Overall, there is no consensus on the method of choice—FNA and/or core biopsy—and ultimate determination may rest upon institutional establishment of adequacy protocols and rates of success with each modality.
Rapid On-Site Evaluation: Fine-Needle Aspirations
Advantages
Rapid on-site evaluation (ROSE) involves a cytology staff member, either a (cyto)-pathologist or cytotechnologist, providing real-time evaluation of the specimen during the procedure and communicating the findings to the clinician (e.g., pulmonologist, interventional radiologist, surgeon, or endosonographer). Correlation with the history and imaging provides an integrated approach to the diagnosis (Table 3.1).
Table 3.1
Advantages of ROSE
Proper triage |
---|
Ensures sufficient tissue for diagnosis |
Specimen procured for ancillary studies |
Expedites clinical decisions |
Enables scheduling of additional imaging/appointment(s) during single visit |
Improves diagnostic accuracy |
Sensitivity |
Specificity |
Positive predictive value |
Enhances efficiency and cost-effectiveness of patient care |
Reduces repeat procedures |
Minimizes complication rate of procedure |
Traditionally, providing a preliminary assessment was sufficient. Now, in light of the added importance and responsibility for the cytologist to properly triage the specimen, it is intuitive that the individual performing ROSE has experience in cytomorphology interpretation, be knowledgeable about ancillary tests necessary for various diagnoses, ensures that sufficient tissue is allocated for potential ancillary tests (e.g., immunohistochemistry and/or molecular testing for carcinomas, microbiological cultures in cases of inflammation or granulomas, or flow cytometry for lymphoma assessment), and be informed about methods of specimen fixation/preservation required for each test. Proper decision-making and specimen submission at the time of the procedure can directly affect patient care. Recent data strongly support that aspirates performed with ROSE optimize the use of the aspiration procedure [27, 28] by improving diagnostic yield [29] and aiding in the procurement of additional material for potential necessary special studies [29–40].

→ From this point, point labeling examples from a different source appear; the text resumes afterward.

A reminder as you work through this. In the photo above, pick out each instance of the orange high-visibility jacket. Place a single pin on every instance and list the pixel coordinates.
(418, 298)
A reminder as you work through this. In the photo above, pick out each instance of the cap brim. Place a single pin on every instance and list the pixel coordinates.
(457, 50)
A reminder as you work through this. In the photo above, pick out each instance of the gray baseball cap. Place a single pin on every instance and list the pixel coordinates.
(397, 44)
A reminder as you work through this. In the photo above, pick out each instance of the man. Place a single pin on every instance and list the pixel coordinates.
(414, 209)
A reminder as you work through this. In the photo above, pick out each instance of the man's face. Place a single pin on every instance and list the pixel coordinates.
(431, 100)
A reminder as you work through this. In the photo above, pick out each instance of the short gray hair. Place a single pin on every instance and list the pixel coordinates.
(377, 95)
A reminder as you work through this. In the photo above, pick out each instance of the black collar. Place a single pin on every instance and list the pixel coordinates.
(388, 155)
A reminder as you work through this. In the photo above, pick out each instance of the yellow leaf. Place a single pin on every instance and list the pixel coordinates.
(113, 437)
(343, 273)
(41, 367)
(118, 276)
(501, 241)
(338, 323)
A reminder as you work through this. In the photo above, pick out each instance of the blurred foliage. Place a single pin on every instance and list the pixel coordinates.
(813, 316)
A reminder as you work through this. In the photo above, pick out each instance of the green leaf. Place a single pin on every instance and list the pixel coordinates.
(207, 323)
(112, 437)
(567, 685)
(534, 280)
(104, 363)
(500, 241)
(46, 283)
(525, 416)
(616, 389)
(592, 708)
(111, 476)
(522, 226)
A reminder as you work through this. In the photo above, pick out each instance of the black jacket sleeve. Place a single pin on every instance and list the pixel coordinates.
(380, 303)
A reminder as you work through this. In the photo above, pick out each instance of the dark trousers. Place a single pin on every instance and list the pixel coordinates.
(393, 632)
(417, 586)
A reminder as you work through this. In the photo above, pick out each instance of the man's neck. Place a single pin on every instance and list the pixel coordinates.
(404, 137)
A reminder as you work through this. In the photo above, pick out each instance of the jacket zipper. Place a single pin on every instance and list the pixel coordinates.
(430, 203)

There is also value added to a well-prepared specimen—one without poor preservation or preparation—which expedites final examination. When the technical quality of a specimen is maximized, final interpretation is not compromised (Fig. 3.2). High-quality preparations limit intradepartmental consults and time consumed interpreting slides with limited cellularity, poor preparation, or artifacts and shift focus on diagnostic dilemmas. In cases where the same pathologist performs ROSE and issues the final report, time may not be “wasted” [13] as on-site assessment provides an opportunity to obtain the clinical history and preview of a fraction of the slides.
Fig. 3.2
Role of specimen preparation in diagnostic interpretation. Technical quality, which includes smear preparation and staining, plays a significant role in the final interpretation. When performed appropriately, the morphology is well preserved, and interpretations at time of ROSE and final diagnosis are not compromised
ROSE of lung nodule aspirates is effective at discriminating malignant versus nonmalignant lesions, such as sarcoidosis [41], and having a cytopathologist present is associated with a significantly greater accuracy in diagnosis of malignancy [32–34, 37, 39]. ROSE increases sensitivity and specificity [42] and the predictive value of a negative test. Moreover, it increases the likelihood of attaining a higher rate of positive diagnoses [34], when present, and decreases unsatisfactory results [37]. While the average reported non-diagnostic rate of FNAs is 20 % when on-site evaluation is not utilized [27], a diagnostic rate of 98 % has been achieved in a study of over 5,600 FNAs with ROSE [27]. Diagnoses rendered at time of ROSE are highly accurate and usually concordant with the final interpretation [43, 44]. In the same study with >5,600 FNAs, the on-site interpretation was in agreement with the final diagnosis in 85 % of cases; there was disagreement in 2.7 % of cases and deferment to the final diagnosis in 12 %.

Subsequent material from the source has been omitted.